The Environmental Protection Agency in Washington, DC.

The Environmental Protection Agency in Washington, DC.

CREDIT: Shutterstock

In crafting its upcoming rules for carbon emissions from existing power plants, the Environmental Protection Agency engaged in a consultation campaign that reached far beyond its official 11 listening sessions, according to records obtained by Bloomberg BNA.

The efforts included meetings with 210 separate groups in the Washington, D.C. area, covering a broad range of interests — as well as 115 other meetings and events held across EPA’s 10 regional offices. EPA Administrator Gina McCarthy, EPA Acting Assistant Administrator for Air and Radiation Janet McCabe, or Senior Counsel Joe Goffman attended most of the meetings at EPA headquarters.

The data was provided to Bloomberg BNA upon request, and covers activity through March 12.

The meetings EPA staff held with the governors and state officials from both Kentucky and West Virginia are of particular political significance. When EPA launched its 11-city “listening tour” back in October of 2013, some critics jumped on the agency because none of the tour stops landed in either those two states. Kentucky and West Virginia are the two state economies that would probably be most affected by a regulatory crackdown on the carbon emissions from coal-fired power plants.

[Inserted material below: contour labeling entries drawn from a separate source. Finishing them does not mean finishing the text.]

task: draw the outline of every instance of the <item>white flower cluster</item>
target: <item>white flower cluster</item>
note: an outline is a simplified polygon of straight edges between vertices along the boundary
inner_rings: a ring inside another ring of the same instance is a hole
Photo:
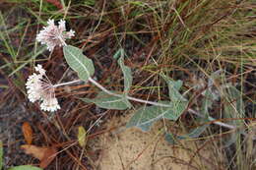
[[[52,51],[55,46],[66,45],[65,40],[75,35],[75,31],[70,29],[66,31],[66,22],[60,20],[58,26],[55,26],[54,20],[48,20],[48,26],[36,35],[36,40],[41,44],[46,44],[47,49]]]
[[[46,71],[41,65],[37,65],[35,71],[38,74],[33,73],[30,76],[26,84],[30,101],[40,101],[40,108],[44,111],[54,112],[60,109],[55,97],[55,88],[45,75]]]

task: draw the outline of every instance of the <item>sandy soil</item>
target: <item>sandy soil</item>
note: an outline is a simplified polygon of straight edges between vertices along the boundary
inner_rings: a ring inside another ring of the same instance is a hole
[[[211,158],[211,149],[199,149],[200,142],[182,142],[171,145],[162,136],[161,122],[157,123],[151,132],[145,133],[136,128],[126,129],[124,125],[129,117],[130,115],[113,117],[106,123],[105,126],[109,129],[116,126],[118,128],[100,136],[99,145],[102,152],[97,160],[98,169],[202,170],[216,167]]]

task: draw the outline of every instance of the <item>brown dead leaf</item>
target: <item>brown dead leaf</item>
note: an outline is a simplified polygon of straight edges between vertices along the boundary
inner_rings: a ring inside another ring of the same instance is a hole
[[[21,147],[27,154],[32,154],[33,157],[39,159],[41,168],[47,167],[57,155],[57,149],[55,147],[40,147],[32,144],[24,144]]]
[[[32,129],[29,122],[23,124],[23,136],[28,144],[32,144]]]

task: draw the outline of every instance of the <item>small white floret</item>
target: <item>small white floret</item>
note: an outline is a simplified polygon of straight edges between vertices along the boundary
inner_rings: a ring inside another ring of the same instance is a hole
[[[35,67],[38,74],[33,73],[26,83],[29,100],[40,102],[40,108],[44,111],[54,112],[60,109],[58,100],[55,97],[55,88],[46,77],[45,70],[41,65]]]

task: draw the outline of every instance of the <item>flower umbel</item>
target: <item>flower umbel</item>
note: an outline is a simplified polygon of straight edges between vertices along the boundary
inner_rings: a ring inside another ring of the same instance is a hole
[[[58,100],[55,97],[55,87],[46,76],[46,71],[41,65],[35,67],[38,74],[33,73],[29,77],[26,87],[28,89],[28,97],[31,102],[39,101],[40,108],[44,111],[54,112],[60,109]]]
[[[55,46],[66,45],[65,40],[75,35],[72,29],[66,31],[66,22],[63,20],[58,22],[58,26],[55,26],[54,20],[48,20],[47,25],[36,35],[36,40],[41,44],[46,44],[49,51],[52,51]]]

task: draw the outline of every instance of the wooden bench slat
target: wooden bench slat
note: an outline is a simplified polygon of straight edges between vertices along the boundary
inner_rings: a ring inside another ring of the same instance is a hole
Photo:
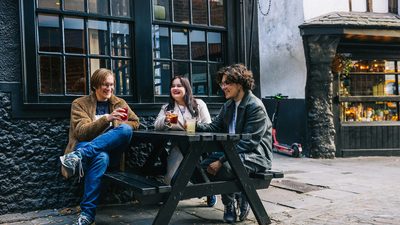
[[[108,172],[104,174],[104,176],[105,178],[131,187],[135,193],[141,195],[152,195],[171,191],[171,186],[167,184],[129,172]]]

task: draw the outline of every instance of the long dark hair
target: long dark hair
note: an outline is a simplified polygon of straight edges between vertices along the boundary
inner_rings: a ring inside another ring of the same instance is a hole
[[[182,77],[180,75],[175,75],[171,79],[171,83],[169,84],[169,87],[172,87],[172,83],[174,80],[179,79],[181,81],[182,86],[185,88],[186,94],[183,97],[183,101],[186,104],[186,107],[188,108],[190,114],[192,117],[197,117],[199,115],[199,109],[197,108],[197,102],[196,99],[193,97],[193,92],[192,92],[192,87],[190,86],[190,81],[186,77]],[[166,110],[174,110],[175,108],[175,99],[172,98],[171,91],[169,92],[169,102],[167,105]]]

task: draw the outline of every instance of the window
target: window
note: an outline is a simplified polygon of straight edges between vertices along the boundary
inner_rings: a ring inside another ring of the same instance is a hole
[[[352,60],[339,74],[342,122],[398,121],[400,61]]]
[[[31,17],[24,17],[28,102],[68,102],[68,96],[88,94],[90,75],[100,67],[115,73],[117,95],[132,95],[132,1],[24,4],[34,9]]]
[[[226,27],[224,0],[153,0],[154,95],[168,95],[174,75],[188,77],[196,95],[220,95]]]

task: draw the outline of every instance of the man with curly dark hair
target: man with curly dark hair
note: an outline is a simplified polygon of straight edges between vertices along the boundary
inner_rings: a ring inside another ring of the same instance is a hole
[[[271,169],[272,124],[262,101],[253,95],[253,73],[242,64],[227,66],[218,71],[220,84],[228,101],[210,124],[200,123],[197,131],[248,133],[250,140],[239,140],[231,145],[239,154],[248,173]],[[231,180],[234,174],[222,152],[214,152],[202,162],[211,180]],[[250,207],[242,193],[223,194],[224,221],[236,222],[235,196],[239,206],[239,220],[247,218]]]

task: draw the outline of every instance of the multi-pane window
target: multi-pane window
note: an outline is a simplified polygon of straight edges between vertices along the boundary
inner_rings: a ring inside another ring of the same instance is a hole
[[[352,60],[339,74],[342,122],[398,121],[400,62]]]
[[[168,95],[174,75],[191,80],[196,95],[219,95],[216,71],[226,62],[224,0],[153,0],[155,96]]]
[[[37,0],[39,96],[89,93],[98,68],[115,73],[117,95],[132,94],[130,0]]]

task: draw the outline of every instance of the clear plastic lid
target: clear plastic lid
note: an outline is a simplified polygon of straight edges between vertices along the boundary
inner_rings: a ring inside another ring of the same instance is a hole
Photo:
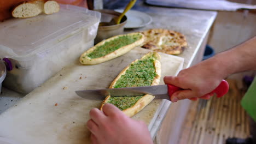
[[[71,5],[61,5],[59,13],[0,23],[0,57],[27,56],[80,32],[99,21],[100,13]],[[50,49],[48,47],[47,49]]]

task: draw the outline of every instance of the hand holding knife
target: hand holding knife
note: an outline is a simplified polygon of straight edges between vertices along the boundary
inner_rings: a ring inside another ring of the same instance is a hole
[[[226,94],[229,90],[228,83],[223,80],[219,86],[211,92],[200,98],[207,97],[207,95],[213,95],[216,93],[218,98],[220,98]],[[181,88],[171,85],[163,85],[147,87],[134,87],[119,88],[109,88],[95,90],[78,91],[75,93],[80,97],[90,100],[104,100],[107,95],[111,97],[135,97],[150,94],[155,96],[156,99],[166,99],[171,100],[172,95]],[[191,100],[196,100],[193,98]]]

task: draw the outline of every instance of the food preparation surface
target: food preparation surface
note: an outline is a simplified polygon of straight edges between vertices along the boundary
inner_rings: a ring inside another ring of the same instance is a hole
[[[90,135],[86,127],[89,112],[99,107],[102,101],[83,99],[74,91],[108,87],[125,67],[149,51],[136,47],[100,64],[63,68],[0,115],[0,135],[21,144],[86,143]],[[182,69],[183,58],[160,54],[160,84],[164,84],[165,76],[176,75]],[[153,137],[170,104],[166,100],[154,100],[132,118],[144,121]]]
[[[126,29],[125,33],[144,31],[150,28],[166,28],[176,31],[186,37],[188,47],[178,56],[184,59],[183,68],[187,68],[194,64],[193,61],[202,58],[196,57],[200,46],[207,38],[207,33],[216,16],[216,11],[171,9],[168,8],[149,6],[143,1],[138,1],[133,10],[140,11],[150,15],[153,21],[144,27],[136,29]],[[109,8],[117,9],[123,8],[124,2],[110,5]],[[113,2],[114,3],[114,2]],[[202,47],[203,53],[205,47]],[[203,54],[202,54],[202,55]]]

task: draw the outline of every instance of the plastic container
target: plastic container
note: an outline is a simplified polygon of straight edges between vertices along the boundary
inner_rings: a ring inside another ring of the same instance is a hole
[[[0,60],[0,92],[2,92],[2,83],[5,78],[6,68],[4,63]]]
[[[61,5],[52,15],[0,23],[0,58],[8,58],[13,68],[4,86],[27,94],[77,62],[94,45],[100,17],[97,11]]]

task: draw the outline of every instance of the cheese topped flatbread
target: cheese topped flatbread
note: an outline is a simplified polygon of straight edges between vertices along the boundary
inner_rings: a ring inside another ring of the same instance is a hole
[[[151,52],[126,67],[111,83],[109,88],[149,86],[158,85],[161,77],[160,56]],[[108,95],[100,108],[106,103],[114,104],[126,115],[131,117],[142,110],[154,98],[146,94],[136,97],[111,97]]]
[[[173,31],[152,29],[141,32],[146,39],[142,47],[170,55],[179,55],[187,47],[185,36]]]
[[[144,41],[140,33],[119,35],[103,40],[83,53],[80,62],[83,64],[96,64],[109,61],[129,52]]]

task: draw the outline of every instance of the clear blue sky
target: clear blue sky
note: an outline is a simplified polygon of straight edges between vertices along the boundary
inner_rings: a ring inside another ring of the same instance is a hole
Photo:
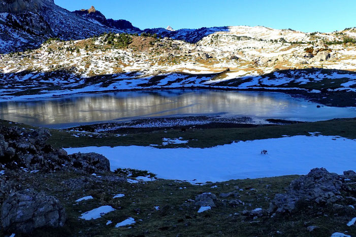
[[[55,0],[70,11],[92,5],[143,29],[264,25],[305,32],[356,26],[355,0]]]

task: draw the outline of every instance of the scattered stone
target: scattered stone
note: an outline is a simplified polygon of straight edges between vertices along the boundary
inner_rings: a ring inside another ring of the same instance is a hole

The agency’s officials also met with representatives from California, Colorado, Illinois, Iowa, Kansas, Michigan, Minnesota, Missouri, New York and Ohio, among others.

Beyond state officials, Bloomberg BNA also reported that EPA met with:

  • a host of publicly traded companies, including Xcel Energy Inc., Duke Energy, Dominion Resources, Alcoa Inc., and others
  • other federal agencies such as the Federal Energy Regulatory Commission, the Department of Agriculture, and the Department of Energy
  • a wealth of trade associations, among them the American Forest and Paper Association, the American Public Power Association, the National Association of Manufacturers, the National Association of Regulatory Utility Commissioners, the National League of Cities, the National Mining Association, and the National Rural Electric Cooperative Association

Finally, EPA also consulted with a number of environmental and progressive groups, including the Center for American Progress, the Environmental Defense Fund, the Natural Resources Defense Council, the Union of Concerned Scientists, and the World Resources Institute.

The rules to cut carbon emissions from the nation’s power plants are the central component of President Obama’s Climate Action Plan for his second term. They’ll come in two chunks: rules for new plants — which were released in September as drafts and will be finalized in the near future — and rules for already-existing power plants — which will be released in draft form this coming June.

The listening tour and the many meetings carried out by EPA were aimed at hashing out how the rules for already-existing plants should be designed. The language of the Clean Air Act, and what regulatory powers it grants to EPA, is different for new and existing plants. In the latter case, the agency must give individual states much more leeway — it sets the overall system and goals, but its up to the individual states to come up with a plan for meeting those goals. That means EPA has a serious interest in writing regulations the states feel they can work with, and will thus minimize (though probably not entirely avoid) any legal battles.

While the actual shape of EPA’s design remains unknown, the most prominent proposal for how the agency could approach the problem arguably came from the Natural Resources Defense Council. Their system would set a different rate limit for carbon emissions for each state — based on its needs and historical power mix — while giving each state flexibility and a number of options in how to hit that target.